The Panda updates were rolled out to target sites propped up on content that is low-quality, duplicated, or both; sites commonly referred to as “thin” sites. If any of the aforementioned describes your site, then your best road to recovery must start with the removal or replacement of any content that is redundant, written poorly, or doesn’t necessarily solve the problems of those visiting your site.
That said, the Panda updates do not directly attack sites because of their links, but they can still indirectly affect them. Even if your site has only high-quality content, the Panda updates can still negatively affect you if a large percentage of the links pointing to your site come from sites that only contain low-quality content; sites that would’ve been directly attacked by the Panda updates and whose external links were subsequently devalued.

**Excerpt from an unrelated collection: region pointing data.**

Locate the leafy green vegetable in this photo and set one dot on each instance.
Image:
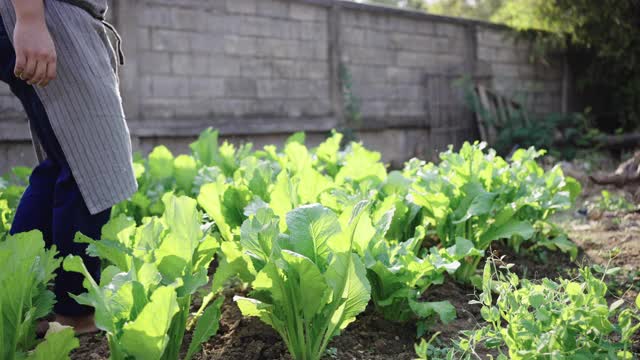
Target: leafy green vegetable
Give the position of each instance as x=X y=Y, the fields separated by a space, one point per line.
x=550 y=319
x=144 y=298
x=309 y=285
x=26 y=273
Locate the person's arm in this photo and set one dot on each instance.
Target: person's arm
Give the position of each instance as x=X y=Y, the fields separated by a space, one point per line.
x=35 y=51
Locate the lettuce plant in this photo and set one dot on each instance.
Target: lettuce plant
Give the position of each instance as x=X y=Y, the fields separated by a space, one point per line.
x=473 y=198
x=309 y=284
x=27 y=271
x=398 y=276
x=563 y=319
x=143 y=299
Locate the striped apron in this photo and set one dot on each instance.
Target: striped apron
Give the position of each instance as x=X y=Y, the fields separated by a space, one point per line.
x=83 y=103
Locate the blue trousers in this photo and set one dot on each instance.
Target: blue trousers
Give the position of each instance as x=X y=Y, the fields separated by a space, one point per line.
x=52 y=203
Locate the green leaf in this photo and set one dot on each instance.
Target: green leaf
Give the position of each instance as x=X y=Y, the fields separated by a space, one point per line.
x=506 y=231
x=210 y=198
x=232 y=263
x=259 y=233
x=56 y=346
x=207 y=327
x=94 y=297
x=205 y=149
x=253 y=307
x=310 y=228
x=146 y=337
x=161 y=163
x=444 y=309
x=346 y=275
x=185 y=172
x=298 y=137
x=308 y=284
x=361 y=164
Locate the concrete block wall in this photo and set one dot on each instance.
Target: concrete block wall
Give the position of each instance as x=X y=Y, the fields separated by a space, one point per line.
x=261 y=69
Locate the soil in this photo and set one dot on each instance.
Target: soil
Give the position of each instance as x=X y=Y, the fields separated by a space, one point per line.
x=373 y=338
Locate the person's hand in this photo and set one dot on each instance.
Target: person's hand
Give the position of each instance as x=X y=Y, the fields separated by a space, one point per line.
x=35 y=52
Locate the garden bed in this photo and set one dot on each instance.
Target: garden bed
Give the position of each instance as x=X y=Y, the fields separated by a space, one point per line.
x=374 y=338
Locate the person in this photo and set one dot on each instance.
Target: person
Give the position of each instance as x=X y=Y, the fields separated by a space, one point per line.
x=57 y=58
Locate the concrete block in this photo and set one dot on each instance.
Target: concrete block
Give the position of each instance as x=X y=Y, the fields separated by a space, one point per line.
x=255 y=68
x=240 y=45
x=242 y=6
x=273 y=8
x=144 y=38
x=156 y=17
x=205 y=43
x=272 y=88
x=154 y=62
x=169 y=86
x=240 y=88
x=189 y=64
x=202 y=87
x=170 y=40
x=306 y=12
x=223 y=65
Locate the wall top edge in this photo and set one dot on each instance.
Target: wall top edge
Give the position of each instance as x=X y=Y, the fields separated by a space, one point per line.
x=415 y=14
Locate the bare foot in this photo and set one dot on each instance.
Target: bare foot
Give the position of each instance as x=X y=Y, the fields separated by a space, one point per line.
x=80 y=324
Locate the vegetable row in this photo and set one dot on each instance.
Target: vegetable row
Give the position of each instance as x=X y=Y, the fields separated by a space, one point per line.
x=315 y=234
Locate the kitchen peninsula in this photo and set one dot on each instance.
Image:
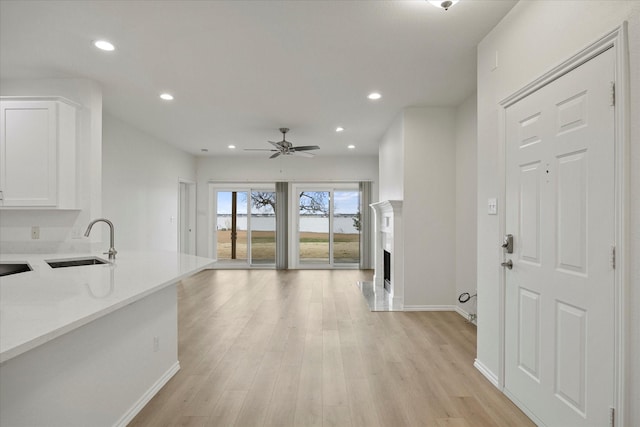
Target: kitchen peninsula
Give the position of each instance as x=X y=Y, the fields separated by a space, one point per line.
x=88 y=345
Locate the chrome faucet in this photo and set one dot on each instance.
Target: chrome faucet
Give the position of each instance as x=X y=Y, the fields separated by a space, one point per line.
x=112 y=251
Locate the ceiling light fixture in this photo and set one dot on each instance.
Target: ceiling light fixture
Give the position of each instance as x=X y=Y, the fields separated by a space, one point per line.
x=446 y=4
x=104 y=45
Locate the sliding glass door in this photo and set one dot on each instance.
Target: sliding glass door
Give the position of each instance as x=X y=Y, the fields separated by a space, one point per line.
x=314 y=231
x=328 y=225
x=346 y=227
x=263 y=227
x=245 y=226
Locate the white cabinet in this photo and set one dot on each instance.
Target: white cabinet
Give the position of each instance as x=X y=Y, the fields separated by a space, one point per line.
x=37 y=153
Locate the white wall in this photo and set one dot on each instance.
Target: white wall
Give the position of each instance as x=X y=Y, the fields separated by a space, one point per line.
x=61 y=231
x=429 y=207
x=534 y=37
x=76 y=379
x=466 y=222
x=140 y=187
x=350 y=168
x=391 y=161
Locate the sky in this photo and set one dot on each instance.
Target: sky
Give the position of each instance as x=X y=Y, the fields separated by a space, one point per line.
x=346 y=202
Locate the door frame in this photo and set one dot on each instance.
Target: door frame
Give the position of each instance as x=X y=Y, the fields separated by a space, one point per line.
x=191 y=214
x=616 y=40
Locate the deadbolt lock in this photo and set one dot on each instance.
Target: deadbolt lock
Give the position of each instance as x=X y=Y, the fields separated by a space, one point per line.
x=508 y=243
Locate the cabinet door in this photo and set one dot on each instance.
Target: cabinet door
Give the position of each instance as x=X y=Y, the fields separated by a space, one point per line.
x=28 y=150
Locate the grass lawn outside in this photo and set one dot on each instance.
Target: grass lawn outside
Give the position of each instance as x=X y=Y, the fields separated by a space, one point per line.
x=313 y=246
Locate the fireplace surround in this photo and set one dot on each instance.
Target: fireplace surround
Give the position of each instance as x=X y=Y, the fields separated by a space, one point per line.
x=389 y=237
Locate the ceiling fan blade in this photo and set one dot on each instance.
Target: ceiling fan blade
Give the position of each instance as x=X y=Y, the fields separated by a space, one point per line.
x=302 y=153
x=305 y=148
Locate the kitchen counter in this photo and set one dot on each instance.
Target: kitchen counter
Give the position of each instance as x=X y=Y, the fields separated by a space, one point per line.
x=41 y=305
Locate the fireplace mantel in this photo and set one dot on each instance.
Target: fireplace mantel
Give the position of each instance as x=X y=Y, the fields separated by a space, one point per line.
x=389 y=236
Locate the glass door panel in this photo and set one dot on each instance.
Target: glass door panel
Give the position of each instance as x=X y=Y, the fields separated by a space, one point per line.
x=263 y=227
x=314 y=230
x=346 y=227
x=231 y=224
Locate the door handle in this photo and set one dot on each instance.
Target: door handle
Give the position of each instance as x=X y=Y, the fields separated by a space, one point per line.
x=508 y=243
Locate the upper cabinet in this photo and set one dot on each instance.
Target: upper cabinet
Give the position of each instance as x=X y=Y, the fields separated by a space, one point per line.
x=37 y=153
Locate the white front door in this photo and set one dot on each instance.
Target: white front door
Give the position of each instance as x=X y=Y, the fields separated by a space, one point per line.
x=559 y=324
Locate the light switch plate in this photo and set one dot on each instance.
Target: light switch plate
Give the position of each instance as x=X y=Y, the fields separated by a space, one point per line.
x=492 y=206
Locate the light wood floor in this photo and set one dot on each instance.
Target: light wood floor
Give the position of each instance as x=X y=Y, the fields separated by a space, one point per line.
x=301 y=348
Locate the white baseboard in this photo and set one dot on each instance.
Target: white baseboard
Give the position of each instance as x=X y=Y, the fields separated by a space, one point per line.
x=429 y=308
x=137 y=407
x=488 y=374
x=461 y=312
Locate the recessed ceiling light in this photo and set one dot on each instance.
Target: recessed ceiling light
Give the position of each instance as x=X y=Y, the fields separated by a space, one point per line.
x=446 y=4
x=104 y=45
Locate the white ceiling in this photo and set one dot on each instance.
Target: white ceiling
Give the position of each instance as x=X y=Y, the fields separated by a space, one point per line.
x=239 y=70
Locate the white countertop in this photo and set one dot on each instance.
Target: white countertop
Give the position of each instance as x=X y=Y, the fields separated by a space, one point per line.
x=40 y=305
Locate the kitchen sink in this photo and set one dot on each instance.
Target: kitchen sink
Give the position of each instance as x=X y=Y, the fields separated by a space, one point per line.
x=75 y=262
x=7 y=268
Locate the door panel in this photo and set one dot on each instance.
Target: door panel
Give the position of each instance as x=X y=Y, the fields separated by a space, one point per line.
x=314 y=228
x=559 y=323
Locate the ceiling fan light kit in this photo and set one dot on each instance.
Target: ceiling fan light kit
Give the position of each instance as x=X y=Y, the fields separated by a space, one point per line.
x=286 y=148
x=446 y=4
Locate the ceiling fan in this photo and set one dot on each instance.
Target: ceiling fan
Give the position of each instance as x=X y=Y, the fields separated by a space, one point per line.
x=285 y=148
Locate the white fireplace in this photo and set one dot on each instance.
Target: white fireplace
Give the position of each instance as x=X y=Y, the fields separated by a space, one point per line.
x=388 y=237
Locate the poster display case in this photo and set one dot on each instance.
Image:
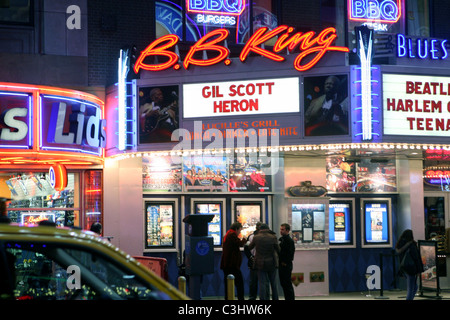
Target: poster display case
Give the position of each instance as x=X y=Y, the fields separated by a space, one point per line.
x=248 y=212
x=429 y=279
x=160 y=224
x=376 y=223
x=217 y=207
x=342 y=223
x=309 y=222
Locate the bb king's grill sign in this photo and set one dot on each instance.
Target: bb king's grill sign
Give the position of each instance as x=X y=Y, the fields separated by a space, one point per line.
x=312 y=48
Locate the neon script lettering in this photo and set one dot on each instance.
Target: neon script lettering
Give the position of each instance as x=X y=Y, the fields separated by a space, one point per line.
x=387 y=11
x=308 y=43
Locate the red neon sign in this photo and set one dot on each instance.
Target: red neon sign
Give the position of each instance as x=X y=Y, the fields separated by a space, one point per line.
x=309 y=45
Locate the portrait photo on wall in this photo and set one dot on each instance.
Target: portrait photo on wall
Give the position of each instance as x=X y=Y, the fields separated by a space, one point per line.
x=326 y=105
x=158 y=113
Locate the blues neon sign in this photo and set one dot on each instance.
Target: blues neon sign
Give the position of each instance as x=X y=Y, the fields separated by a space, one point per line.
x=385 y=11
x=224 y=7
x=421 y=48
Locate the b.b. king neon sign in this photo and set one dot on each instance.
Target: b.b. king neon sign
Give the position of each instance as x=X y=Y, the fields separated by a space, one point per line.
x=310 y=45
x=384 y=11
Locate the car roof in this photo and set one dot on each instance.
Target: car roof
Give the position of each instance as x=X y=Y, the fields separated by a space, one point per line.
x=86 y=238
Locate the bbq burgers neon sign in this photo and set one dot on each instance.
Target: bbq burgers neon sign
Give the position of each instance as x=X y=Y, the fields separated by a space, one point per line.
x=312 y=48
x=216 y=11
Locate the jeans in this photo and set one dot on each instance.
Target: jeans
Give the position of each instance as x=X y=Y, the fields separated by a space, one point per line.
x=411 y=286
x=238 y=282
x=285 y=273
x=264 y=278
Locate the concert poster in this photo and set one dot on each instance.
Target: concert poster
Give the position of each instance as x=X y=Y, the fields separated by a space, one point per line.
x=326 y=110
x=205 y=174
x=249 y=174
x=158 y=114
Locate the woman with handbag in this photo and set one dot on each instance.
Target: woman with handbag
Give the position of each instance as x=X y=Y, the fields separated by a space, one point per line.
x=410 y=261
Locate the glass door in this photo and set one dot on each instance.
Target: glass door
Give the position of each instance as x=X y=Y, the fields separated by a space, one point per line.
x=436 y=213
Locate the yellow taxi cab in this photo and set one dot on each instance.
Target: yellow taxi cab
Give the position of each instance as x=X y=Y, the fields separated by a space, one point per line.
x=50 y=263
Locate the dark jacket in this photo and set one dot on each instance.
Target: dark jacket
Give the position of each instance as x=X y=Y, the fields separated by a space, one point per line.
x=287 y=250
x=267 y=250
x=402 y=248
x=231 y=254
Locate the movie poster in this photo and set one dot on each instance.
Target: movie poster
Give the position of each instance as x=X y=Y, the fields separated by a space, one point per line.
x=205 y=173
x=326 y=105
x=158 y=114
x=161 y=174
x=249 y=174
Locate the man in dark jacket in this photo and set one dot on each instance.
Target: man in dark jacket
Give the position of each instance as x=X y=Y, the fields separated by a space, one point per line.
x=287 y=250
x=266 y=260
x=232 y=258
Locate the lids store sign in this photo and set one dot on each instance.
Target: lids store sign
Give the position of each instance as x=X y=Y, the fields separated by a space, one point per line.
x=416 y=105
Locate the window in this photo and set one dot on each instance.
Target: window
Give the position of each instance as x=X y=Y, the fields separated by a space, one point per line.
x=418 y=18
x=45 y=272
x=17 y=12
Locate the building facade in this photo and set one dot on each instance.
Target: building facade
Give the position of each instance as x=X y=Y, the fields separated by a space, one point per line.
x=328 y=115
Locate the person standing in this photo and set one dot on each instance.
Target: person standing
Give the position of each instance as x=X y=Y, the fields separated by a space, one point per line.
x=232 y=258
x=287 y=250
x=253 y=282
x=407 y=245
x=266 y=261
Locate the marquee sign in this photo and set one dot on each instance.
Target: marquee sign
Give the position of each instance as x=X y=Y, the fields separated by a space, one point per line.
x=223 y=7
x=383 y=11
x=312 y=48
x=50 y=119
x=241 y=98
x=416 y=105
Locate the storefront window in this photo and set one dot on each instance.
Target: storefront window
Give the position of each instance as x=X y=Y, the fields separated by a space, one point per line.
x=33 y=199
x=93 y=197
x=17 y=12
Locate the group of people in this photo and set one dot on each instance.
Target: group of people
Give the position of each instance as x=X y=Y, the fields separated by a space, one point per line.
x=266 y=255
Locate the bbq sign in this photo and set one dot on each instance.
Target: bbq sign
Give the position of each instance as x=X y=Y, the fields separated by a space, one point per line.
x=51 y=122
x=416 y=105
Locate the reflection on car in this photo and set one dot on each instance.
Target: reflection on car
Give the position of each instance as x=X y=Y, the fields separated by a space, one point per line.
x=64 y=264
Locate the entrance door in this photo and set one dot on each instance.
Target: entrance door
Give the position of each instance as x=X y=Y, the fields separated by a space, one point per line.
x=436 y=215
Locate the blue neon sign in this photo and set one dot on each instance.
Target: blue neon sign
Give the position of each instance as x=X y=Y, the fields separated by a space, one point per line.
x=421 y=48
x=225 y=7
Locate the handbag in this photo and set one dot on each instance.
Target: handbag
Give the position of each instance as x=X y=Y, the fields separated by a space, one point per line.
x=408 y=263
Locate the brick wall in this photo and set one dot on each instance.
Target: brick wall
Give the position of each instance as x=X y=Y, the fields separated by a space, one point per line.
x=113 y=25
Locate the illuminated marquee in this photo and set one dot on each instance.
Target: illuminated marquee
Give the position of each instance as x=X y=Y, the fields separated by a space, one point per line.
x=311 y=45
x=51 y=122
x=214 y=12
x=384 y=11
x=421 y=48
x=224 y=7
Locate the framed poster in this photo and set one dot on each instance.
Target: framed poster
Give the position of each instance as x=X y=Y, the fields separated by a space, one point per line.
x=308 y=222
x=160 y=224
x=218 y=209
x=248 y=212
x=326 y=105
x=376 y=223
x=161 y=174
x=429 y=279
x=342 y=223
x=158 y=115
x=205 y=173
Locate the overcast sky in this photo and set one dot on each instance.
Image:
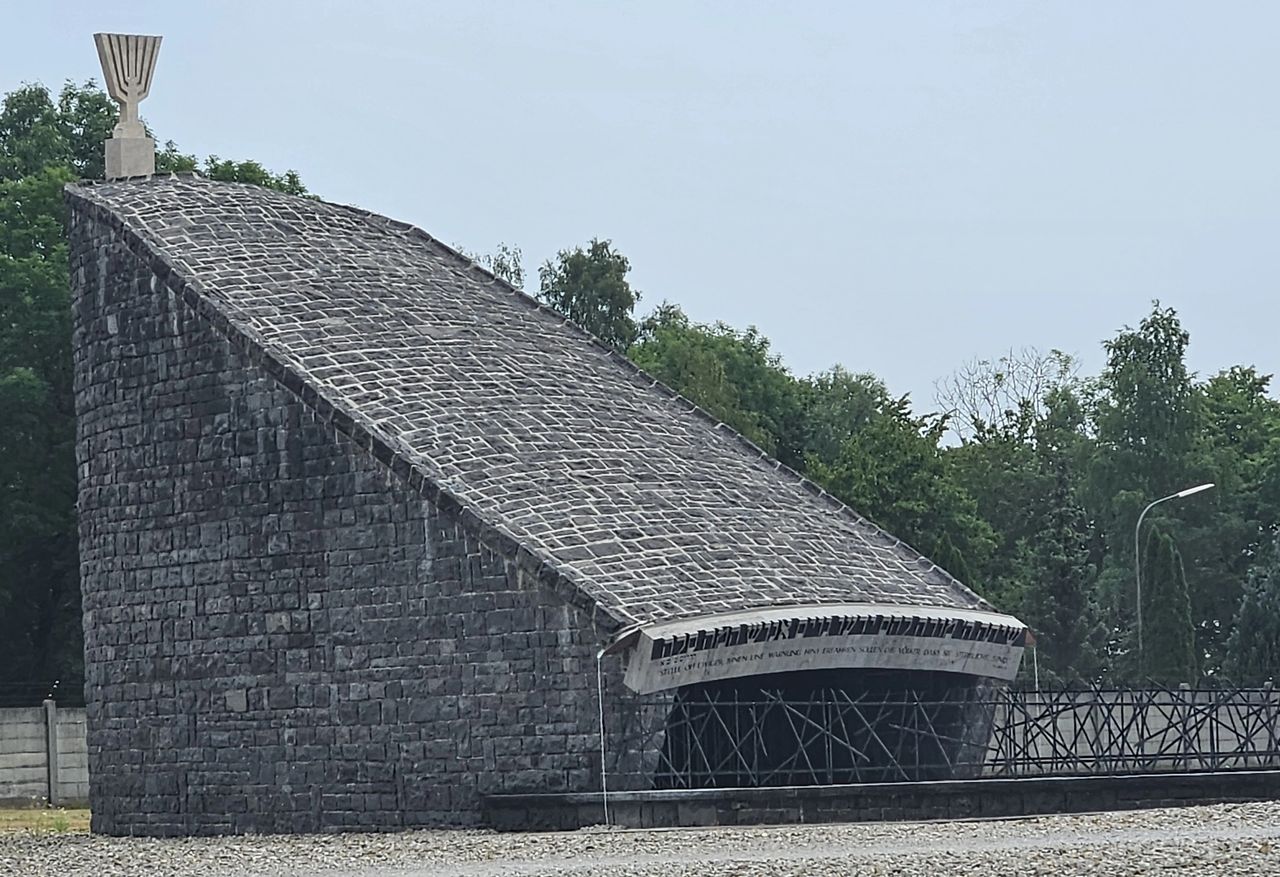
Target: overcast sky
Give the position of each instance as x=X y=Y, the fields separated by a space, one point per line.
x=896 y=187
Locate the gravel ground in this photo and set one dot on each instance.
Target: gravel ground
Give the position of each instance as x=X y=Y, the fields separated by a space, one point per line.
x=1235 y=839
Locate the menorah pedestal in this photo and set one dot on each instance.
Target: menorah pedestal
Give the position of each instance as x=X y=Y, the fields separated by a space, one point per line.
x=131 y=156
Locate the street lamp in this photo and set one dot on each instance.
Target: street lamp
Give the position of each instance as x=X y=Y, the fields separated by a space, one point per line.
x=1137 y=551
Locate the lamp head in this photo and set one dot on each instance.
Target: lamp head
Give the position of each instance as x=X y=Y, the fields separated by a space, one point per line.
x=1198 y=488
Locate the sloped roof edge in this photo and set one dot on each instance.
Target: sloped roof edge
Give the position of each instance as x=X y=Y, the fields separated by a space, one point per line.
x=347 y=421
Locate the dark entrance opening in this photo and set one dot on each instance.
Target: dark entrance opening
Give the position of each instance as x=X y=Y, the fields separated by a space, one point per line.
x=827 y=726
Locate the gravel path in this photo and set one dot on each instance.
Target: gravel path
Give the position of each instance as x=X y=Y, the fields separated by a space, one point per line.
x=1235 y=839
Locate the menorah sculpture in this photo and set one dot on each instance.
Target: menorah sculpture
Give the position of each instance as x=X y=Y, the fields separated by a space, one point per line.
x=128 y=60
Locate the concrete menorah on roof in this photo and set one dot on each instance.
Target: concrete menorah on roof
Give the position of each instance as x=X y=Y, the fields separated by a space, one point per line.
x=128 y=63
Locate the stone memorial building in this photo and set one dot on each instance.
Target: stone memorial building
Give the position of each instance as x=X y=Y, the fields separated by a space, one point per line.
x=368 y=534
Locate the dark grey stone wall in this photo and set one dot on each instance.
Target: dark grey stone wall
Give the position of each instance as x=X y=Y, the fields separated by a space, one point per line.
x=280 y=635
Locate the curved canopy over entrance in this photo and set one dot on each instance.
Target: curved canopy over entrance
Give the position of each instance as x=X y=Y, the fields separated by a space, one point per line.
x=839 y=635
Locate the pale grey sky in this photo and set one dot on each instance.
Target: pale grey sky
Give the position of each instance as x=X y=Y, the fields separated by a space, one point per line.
x=892 y=186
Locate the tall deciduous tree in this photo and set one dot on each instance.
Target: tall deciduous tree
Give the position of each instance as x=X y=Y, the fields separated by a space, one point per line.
x=589 y=286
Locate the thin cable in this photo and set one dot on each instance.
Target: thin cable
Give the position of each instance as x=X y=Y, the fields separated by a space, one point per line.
x=604 y=771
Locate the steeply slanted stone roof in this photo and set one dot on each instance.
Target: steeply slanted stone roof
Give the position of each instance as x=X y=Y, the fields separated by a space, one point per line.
x=561 y=452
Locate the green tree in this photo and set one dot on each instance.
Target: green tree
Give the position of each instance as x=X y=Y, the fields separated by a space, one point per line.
x=1059 y=602
x=1253 y=647
x=1169 y=638
x=1146 y=418
x=504 y=263
x=732 y=374
x=590 y=287
x=44 y=145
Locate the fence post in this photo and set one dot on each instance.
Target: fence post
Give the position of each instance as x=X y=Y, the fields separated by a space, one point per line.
x=51 y=749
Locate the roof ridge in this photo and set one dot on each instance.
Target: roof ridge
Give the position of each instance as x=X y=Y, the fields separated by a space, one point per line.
x=350 y=421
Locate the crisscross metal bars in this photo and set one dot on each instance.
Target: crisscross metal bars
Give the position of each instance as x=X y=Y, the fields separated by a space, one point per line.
x=714 y=739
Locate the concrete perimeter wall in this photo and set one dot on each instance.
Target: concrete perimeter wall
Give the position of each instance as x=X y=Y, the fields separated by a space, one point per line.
x=24 y=757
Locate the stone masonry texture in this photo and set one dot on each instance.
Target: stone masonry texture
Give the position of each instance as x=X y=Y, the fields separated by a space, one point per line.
x=356 y=519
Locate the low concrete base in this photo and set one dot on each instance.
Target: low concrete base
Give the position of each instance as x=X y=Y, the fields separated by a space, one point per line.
x=131 y=156
x=959 y=799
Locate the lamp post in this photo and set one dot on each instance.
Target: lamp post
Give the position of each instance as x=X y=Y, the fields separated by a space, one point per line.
x=1137 y=551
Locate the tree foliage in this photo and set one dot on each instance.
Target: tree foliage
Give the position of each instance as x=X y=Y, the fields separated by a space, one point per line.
x=1253 y=647
x=1169 y=638
x=589 y=286
x=1034 y=506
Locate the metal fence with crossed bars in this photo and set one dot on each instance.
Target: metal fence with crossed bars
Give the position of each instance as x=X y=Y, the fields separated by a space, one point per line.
x=714 y=739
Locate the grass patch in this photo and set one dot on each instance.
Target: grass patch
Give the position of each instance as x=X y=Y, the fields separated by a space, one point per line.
x=45 y=821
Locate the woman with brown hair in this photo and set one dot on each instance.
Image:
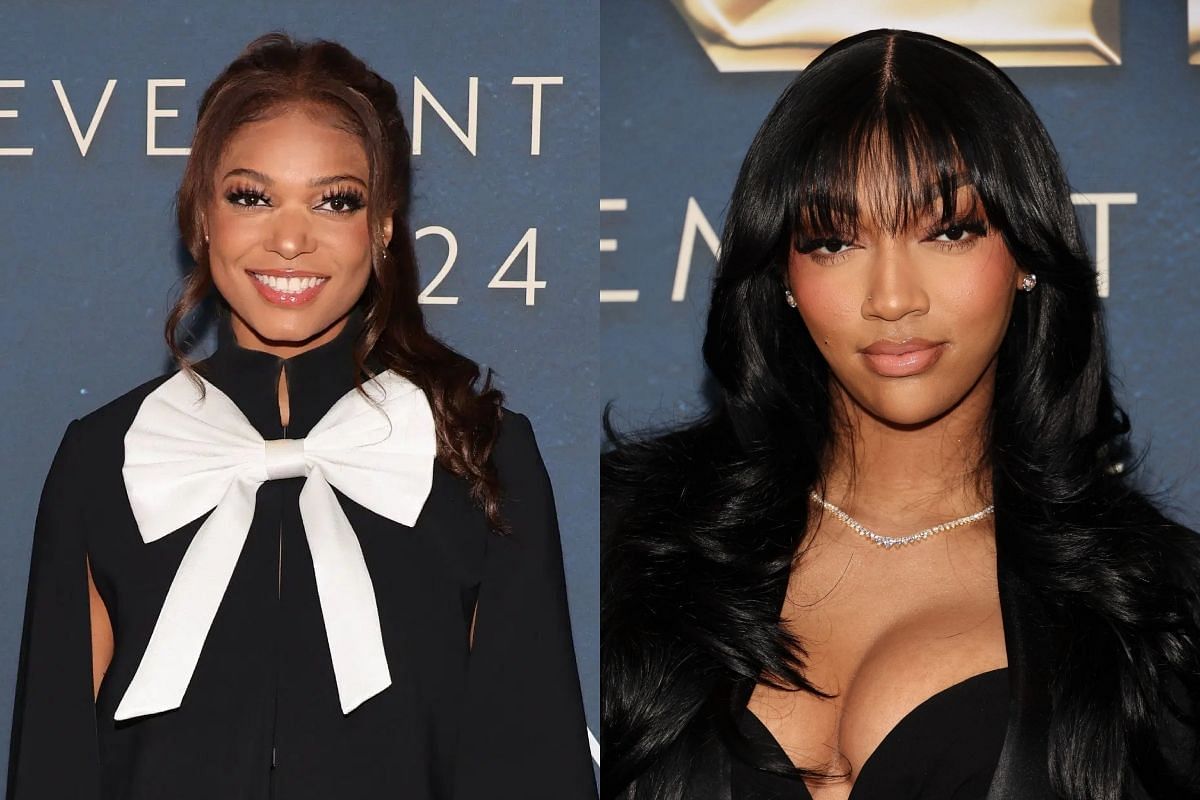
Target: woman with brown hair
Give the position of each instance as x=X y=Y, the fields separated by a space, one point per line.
x=252 y=632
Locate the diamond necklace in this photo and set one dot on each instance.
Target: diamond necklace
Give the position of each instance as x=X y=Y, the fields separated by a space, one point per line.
x=897 y=541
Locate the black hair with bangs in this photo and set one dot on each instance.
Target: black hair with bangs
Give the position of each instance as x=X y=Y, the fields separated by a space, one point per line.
x=701 y=524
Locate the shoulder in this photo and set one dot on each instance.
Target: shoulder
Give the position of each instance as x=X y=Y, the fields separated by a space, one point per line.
x=515 y=450
x=101 y=432
x=115 y=416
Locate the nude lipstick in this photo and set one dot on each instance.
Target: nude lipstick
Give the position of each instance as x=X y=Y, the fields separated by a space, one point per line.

Links Level – The Penguin Update
The Penguin update is the alias of the former webspam algorithm update. All in all, this update targets sites that are unabashedly spamming any way possible in an effort to game the Google algorithm and is more or less completely eradicating them from the search results entirely.
Despite the above, the Penguin update leaves some room to be impacted by it without being completely eradicated from the search results. To illustrate this, if your site is linked to by spammers but you are not a spammer yourself, you will indirectly be impacted by the Penguin update.
That said, how do you go about checking whether or not you’ve been hit by either a Penguin or unnatural links penalty?
1. Unnatural Links
This is by far the easiest indication of whether or not you’ve been hit by an unnatural link penalty. As of today, Google has sent in excess of 1 million notifications to webmasters stating that their backlink profile is unnatural. If you are one of the webmasters to have received this notification via Google Webmaster Tools, there is really no question that you were hit by an unnatural links penalty.
2. The Penguin Update
If you experienced a dramatic drop in traffic on or close to April 24, May 25, or October 5 of 2012, you were most likely affected by the Penguin update.
That said, you were penalized due to:
If your site is penalized because of links but you don’t receive any notification from Google, this is because an algorithm update like Penguin.
If you still aren’t certain of whether or not you’ve been hit by the Penguin update over an unnatural links penalty – although a dramatic drop in traffic on the aforementioned dates should be enough to convince you of such – the absence of a notification from Google regarding unnatural links via Google Webmasters Tool alongside a dramatic drop in traffic is more than enough evidence of the former.